This is an extremely heavy philosophical text which is not for beginners or those unfamiliar with continental philosophy.
The basic thesis Agamben advances is that sovereignty (hence state power) is constructed through the exclusion (which is simultaneously an inclusion-as-exception) of "bare life", which is to say, the body and relations of force. This exclusion returns in the figure of sovereign power (as law-making and thus as excess over law) and its construction of homo sacer, a type of subject who can be "killed but not sacrificed" (and who is thus outside both profane and sacred law). Homo sacer reaches his apogee in the camp, such as Nazi concentration camps. The camp is the "paradigm" of the modern state, and homo sacer and the "state of exception" in which the state suspends basic rights is becoming the normal condition of politics.
There are several problems here.
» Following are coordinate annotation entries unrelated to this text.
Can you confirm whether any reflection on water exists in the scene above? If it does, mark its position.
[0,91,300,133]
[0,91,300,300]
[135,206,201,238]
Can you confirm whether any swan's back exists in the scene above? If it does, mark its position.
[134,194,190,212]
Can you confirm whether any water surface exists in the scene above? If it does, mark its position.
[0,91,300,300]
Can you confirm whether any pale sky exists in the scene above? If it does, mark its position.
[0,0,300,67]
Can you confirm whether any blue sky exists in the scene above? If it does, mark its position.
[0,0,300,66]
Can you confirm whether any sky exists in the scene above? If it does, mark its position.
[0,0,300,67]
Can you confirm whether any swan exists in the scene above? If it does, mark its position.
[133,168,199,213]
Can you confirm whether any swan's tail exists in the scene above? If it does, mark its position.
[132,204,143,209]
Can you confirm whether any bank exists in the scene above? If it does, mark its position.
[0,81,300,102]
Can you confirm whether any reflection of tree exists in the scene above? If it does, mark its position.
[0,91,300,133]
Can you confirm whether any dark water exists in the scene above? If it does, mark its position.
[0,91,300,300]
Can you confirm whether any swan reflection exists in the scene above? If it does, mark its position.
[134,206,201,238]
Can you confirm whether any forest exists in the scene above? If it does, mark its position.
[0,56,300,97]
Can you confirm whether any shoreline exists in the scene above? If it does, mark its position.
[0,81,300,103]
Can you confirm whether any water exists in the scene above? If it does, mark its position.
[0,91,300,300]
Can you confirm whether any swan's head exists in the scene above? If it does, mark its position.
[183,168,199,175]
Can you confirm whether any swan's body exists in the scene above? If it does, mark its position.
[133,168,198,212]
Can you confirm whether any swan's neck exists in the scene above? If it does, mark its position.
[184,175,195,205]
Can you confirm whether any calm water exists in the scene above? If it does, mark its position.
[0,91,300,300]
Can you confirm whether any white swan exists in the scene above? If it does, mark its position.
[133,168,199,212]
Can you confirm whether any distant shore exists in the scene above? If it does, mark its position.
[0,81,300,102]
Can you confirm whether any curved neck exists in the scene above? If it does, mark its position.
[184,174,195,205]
The first is that Agamben is prone to argue by assertion and exegesis. The result is that his claims are largely unsupported and "take it or leave it" - either you're convinced by his account or you aren't. The second is that he doesn't draw political conclusions from what is obviously a political subject. If the state of exception and homo sacer are inherent to state sovereignty as such, Agamben's thesis would seem to be a powerful case for anarchism, yet he never draws any such implication, nor addresses the corresponding question of how else bodies can be "politicised". Thirdly, the thesis isn't really as original as Agamben seems to think - it's a repetition of themes arising in the work of A. Hirschman, John Zerzan, ecofeminists such as Robyn Eckersley, the Frankfurt School (e.g. Adorno and Horkheimer's "Dialectic of Enlightenment"), and a host of other authors dealing with the exclusion of the "natural", the emotional and the embodied from masculine, industrial, or public institutions. An engagement with such prior literature would have strengthened Agamben's case, not least in allowing him to show how his thesis differs from theirs, and what precisely is added by ideas such as homo sacer and bare life.